According to the indictment, Penn, Austin, Fries and Brady conspired from at least as early as 2012 to at least early 2017 to fix prices and rig bids for broiler chickens across the U.S. The indictment cites text messages and emails between the defendants and other unnamed employees, including one email between Penn and one of his employees in which he referred to another supplier:
“[Supplier-3] should pay for being short. It costs money for them to fill orders for which they don’t have the chickens. They have been adding market share and still trying to do – selling cheap chicken and being short. Doesn’t make sense. We are enabling the town drunk by giving him beer for Thanksgiving instead of walking him into an AA meeting.”
In a statement, Makan Delrahim, head of the DOJ antitrust division said, “Executives who cheat American consumers, restauranteurs, and grocers, and compromise the integrity of our food supply, will be held responsible for their actions.”

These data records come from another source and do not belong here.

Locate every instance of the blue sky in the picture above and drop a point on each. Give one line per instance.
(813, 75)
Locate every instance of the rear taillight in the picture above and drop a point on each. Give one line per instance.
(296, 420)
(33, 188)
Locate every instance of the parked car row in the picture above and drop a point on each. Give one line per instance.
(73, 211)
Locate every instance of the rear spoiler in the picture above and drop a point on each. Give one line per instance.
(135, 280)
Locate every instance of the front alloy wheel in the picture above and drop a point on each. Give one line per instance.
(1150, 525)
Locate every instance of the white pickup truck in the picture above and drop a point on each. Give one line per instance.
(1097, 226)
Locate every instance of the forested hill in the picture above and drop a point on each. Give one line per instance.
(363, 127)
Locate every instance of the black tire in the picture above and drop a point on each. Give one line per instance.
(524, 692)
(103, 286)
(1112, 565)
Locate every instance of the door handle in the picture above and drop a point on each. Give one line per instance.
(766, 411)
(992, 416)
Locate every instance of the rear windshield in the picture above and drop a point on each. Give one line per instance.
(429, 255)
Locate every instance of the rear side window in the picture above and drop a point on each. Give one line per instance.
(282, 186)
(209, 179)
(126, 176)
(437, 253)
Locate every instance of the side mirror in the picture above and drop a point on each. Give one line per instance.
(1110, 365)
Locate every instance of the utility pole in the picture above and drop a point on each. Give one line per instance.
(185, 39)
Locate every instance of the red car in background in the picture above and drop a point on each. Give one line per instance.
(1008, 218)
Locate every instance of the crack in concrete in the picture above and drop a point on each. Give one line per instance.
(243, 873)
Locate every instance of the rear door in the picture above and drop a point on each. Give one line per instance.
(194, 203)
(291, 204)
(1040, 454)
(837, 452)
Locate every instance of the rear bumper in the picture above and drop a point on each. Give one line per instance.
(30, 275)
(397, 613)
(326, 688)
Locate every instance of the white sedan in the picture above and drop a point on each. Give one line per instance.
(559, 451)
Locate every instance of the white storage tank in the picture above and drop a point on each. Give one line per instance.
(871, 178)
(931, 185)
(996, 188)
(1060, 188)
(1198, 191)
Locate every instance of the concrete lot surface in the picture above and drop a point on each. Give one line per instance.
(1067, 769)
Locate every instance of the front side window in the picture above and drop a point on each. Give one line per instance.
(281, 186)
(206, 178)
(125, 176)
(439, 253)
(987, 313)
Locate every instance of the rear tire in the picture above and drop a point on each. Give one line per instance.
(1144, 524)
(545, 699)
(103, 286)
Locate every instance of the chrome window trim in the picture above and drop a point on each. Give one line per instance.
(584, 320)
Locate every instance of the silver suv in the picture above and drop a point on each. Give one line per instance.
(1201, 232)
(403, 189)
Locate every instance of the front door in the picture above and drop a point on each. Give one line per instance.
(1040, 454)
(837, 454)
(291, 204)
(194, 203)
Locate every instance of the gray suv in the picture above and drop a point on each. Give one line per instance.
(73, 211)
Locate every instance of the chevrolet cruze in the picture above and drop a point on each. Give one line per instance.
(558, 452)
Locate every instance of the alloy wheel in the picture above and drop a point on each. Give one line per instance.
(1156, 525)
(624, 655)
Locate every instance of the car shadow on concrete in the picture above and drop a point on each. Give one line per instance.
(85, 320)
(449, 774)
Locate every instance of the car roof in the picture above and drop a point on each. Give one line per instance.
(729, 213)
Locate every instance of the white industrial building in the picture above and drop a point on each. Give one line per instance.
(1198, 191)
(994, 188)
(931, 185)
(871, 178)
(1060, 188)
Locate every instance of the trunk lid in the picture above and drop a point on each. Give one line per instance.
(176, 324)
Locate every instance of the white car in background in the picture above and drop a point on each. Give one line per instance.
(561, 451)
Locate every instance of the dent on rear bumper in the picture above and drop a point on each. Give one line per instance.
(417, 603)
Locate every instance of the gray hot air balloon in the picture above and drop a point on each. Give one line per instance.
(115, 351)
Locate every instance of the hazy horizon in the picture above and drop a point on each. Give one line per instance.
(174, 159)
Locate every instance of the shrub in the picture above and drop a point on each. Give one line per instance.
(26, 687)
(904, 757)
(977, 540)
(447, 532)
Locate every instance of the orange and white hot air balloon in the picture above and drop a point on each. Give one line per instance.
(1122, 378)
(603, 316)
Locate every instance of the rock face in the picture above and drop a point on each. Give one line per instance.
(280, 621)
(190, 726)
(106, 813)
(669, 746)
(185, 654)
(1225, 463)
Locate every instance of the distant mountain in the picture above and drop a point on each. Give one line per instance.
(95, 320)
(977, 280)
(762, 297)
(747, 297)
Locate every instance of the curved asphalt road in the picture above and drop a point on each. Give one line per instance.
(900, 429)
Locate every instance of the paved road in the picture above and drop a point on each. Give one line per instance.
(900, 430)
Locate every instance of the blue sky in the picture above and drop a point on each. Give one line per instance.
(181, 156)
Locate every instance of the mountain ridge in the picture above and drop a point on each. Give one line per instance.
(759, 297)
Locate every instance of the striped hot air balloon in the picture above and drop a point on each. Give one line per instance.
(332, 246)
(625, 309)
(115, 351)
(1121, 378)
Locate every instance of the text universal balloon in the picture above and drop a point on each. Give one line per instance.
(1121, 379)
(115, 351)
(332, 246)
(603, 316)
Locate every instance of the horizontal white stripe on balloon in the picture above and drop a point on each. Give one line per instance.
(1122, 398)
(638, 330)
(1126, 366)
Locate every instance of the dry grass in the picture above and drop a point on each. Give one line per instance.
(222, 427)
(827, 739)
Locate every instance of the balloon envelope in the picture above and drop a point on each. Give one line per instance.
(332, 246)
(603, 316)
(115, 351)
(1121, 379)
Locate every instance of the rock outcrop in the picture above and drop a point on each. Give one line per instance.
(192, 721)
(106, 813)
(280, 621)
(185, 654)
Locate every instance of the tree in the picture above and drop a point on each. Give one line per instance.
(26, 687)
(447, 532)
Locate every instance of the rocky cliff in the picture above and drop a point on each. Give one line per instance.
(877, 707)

“The FBI will not stand by as individuals attempt to line their pockets while hard-working Americans and restaurant owners are trying to put food on their tables,” said Timothy R. Slater, Assistant Director in Charge of the FBI’s Washington Field Office. “Today’s announcement shows the FBI’s commitment to investigating allegations of price fixing so that the perpetrators can be held accountable.”
“We appreciate the commitment and investigative partnership with the Department of Justice’s Antitrust Division, the Federal Bureau of Investigation, and the Department of Commerce, Office of Inspector General,” said Special Agent in Charge Bethanne M. Dinkins of the U.S. Department of Agriculture (USDA), Office of Inspector General (OIG). “Ensuring the integrity of competition in agricultural markets in order for producers to receive competitive prices for their products, and to prevent consumers from being cheated, is of the utmost importance to USDA OIG, and we will continue to dedicate resources to the investigation of matters involving such potential of competitive harms.”